La Diputación dio luz verde a la batida de cabras en Azkoitia

  • Admite que tomó la decisión como «último recurso» a petición del ayuntamiento que no podía controlar los perjuicios de los animales que pastaban en terrenos municipales

La Diputación de Gipuzkoa ha afirmado este viernes que conocía y que fue ella la que tomó la decisión de mutuo acuerdo con el Ayuntamiento de Azkoitia para realizar la batida de cabras del pasado día 26 en la zona de Izarraitz en la que una pareja de guardas forestales acabó con la vida de nueve de ellas. La afirmación la ha realizado el diputado de de Innovación, Desarrollo Rural y Turismo, Jon Peli Uriguen, y ha basado la justificación del ente foral en el trabajo conjunto realizado junto al Ayuntamiento de Azkoitia en el último año por el que se trató de controlar el perjuicio que, en algunos casos, podrían estar causando estos animales en los terrenos de propiedad municipal.

Durante el año el consistorio azkoitiarra habría publicado varios bandos solicitando a los propietarios un mayor control de los animales, el último de ellos el pasado mayo.
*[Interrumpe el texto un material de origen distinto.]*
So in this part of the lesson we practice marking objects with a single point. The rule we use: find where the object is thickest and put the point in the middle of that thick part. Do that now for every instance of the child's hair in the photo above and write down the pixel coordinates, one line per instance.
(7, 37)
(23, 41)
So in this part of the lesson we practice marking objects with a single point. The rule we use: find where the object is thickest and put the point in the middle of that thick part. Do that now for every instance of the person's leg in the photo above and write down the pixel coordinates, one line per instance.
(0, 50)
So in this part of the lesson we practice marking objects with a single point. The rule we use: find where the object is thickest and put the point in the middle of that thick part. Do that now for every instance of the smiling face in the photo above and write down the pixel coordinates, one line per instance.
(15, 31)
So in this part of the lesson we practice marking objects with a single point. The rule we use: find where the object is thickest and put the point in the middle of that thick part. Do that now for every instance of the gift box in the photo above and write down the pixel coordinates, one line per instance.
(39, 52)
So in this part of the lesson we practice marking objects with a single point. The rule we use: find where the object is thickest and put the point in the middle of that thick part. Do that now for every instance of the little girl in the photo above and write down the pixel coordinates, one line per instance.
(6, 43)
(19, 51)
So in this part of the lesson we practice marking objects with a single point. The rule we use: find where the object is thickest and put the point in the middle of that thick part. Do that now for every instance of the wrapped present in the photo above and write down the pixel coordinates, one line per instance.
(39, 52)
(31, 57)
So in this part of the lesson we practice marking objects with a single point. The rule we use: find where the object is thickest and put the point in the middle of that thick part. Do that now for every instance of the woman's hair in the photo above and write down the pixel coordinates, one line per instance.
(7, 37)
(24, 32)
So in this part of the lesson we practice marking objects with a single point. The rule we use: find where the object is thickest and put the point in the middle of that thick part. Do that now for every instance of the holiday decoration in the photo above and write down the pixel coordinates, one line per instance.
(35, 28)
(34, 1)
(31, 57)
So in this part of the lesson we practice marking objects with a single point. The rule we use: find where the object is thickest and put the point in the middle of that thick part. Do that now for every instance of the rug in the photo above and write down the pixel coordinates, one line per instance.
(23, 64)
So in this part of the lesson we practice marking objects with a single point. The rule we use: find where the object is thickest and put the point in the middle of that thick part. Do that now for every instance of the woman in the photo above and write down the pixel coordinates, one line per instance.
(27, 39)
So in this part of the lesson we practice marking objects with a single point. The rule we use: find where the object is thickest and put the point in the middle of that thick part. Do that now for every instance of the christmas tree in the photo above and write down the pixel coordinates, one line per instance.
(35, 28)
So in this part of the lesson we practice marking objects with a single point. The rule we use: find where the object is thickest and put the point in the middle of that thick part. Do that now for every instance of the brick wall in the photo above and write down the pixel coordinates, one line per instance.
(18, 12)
Pero de un tiempo a esta parte lejos de mejorar la situación habría empeorado por lo que como "última opción" se habría optado por realizar la batida controlada del pasado 26 de agosto. "A los propios guardas les dolió mucho realizar esta batida, pero era una orden", han apuntado fuentes del departamento de Uriguen.

Indignación e incredulidad

Por su parte, portavoces de los sindicatos agrarios ENHE y ENBA, los propietarios de las nueve cabras sacrificadas y los testigos del suceso del pasado 26 de agosto se han dado cita para denunciar los hechos este viernes en el Hotel Amara Plaza, afirmando que 10 días después nadie les ha dado ninguna certeza ni razonamiento de lo sucedido y que esperaban el informe de la Diputación y una reunión con el ente foral para aclarar los hechos.
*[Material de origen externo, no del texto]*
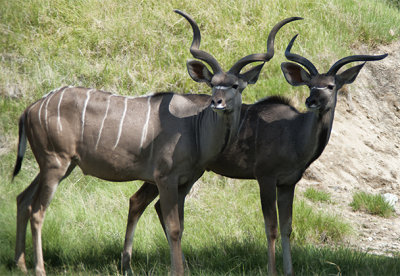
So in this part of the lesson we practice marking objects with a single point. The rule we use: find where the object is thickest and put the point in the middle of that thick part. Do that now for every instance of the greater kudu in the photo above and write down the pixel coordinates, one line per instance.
(165, 139)
(276, 144)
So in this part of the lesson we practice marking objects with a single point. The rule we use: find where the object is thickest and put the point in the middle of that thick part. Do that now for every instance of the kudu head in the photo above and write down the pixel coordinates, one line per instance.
(323, 87)
(227, 86)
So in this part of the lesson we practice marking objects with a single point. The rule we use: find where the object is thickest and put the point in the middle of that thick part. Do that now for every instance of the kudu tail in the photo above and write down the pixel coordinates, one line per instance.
(21, 146)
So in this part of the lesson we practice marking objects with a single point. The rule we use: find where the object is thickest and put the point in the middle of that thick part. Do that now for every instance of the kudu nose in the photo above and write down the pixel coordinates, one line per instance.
(218, 104)
(311, 102)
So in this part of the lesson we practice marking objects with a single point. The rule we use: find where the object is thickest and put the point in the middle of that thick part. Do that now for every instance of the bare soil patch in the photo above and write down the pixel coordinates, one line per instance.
(363, 153)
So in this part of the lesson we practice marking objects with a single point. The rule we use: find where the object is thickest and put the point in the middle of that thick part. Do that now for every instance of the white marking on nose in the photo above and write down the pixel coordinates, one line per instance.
(84, 111)
(104, 119)
(319, 88)
(221, 87)
(121, 122)
(146, 124)
(59, 126)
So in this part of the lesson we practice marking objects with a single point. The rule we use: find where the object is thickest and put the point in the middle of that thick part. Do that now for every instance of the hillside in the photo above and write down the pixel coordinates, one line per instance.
(363, 153)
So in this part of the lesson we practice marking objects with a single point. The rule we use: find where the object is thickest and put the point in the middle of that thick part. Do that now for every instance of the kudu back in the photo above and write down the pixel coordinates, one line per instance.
(276, 143)
(166, 139)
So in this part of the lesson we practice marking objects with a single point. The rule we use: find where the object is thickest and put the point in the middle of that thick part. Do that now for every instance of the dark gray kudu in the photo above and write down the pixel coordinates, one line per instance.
(135, 207)
(165, 139)
(276, 144)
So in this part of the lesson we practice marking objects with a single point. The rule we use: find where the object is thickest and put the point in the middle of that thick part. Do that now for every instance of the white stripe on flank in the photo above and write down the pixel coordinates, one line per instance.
(40, 111)
(84, 111)
(221, 87)
(59, 126)
(121, 122)
(146, 125)
(45, 111)
(104, 119)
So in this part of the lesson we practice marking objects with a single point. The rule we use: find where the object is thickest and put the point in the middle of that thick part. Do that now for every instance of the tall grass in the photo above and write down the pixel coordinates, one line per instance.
(138, 47)
(373, 204)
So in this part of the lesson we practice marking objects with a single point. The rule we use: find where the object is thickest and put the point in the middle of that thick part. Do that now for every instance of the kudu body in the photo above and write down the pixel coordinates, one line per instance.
(276, 144)
(165, 139)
"Nos parece una absoluta salvajada y una decisión totalmente equivocada y desproporcionada", ha señalado Garikoitz Nazabal, miembro de ENHE.

"Todavía no me lo creo, es una barbaridad lo que han hecho a mi rebaño", calificaba Abel Segurola, el propietario de siete de las nueve cabras abatidas. Según la versión de los presentes en la rueda de prensa, los animales fueron abatidos en una propiedad privada, a primera hora de la mañana y cuando dormían muchos de ellos. Además han apuntado que a las cabras, tras sacrificarlas se les retiraron las chapas de identificación (crotales) y se escondieron, mientras que los otros animales que resultaron heridos de bala siguieron con sus chapas. La Diputación, por su parte, señala que el ganado abatido no tenía, en ningún caso, crotal de identificación.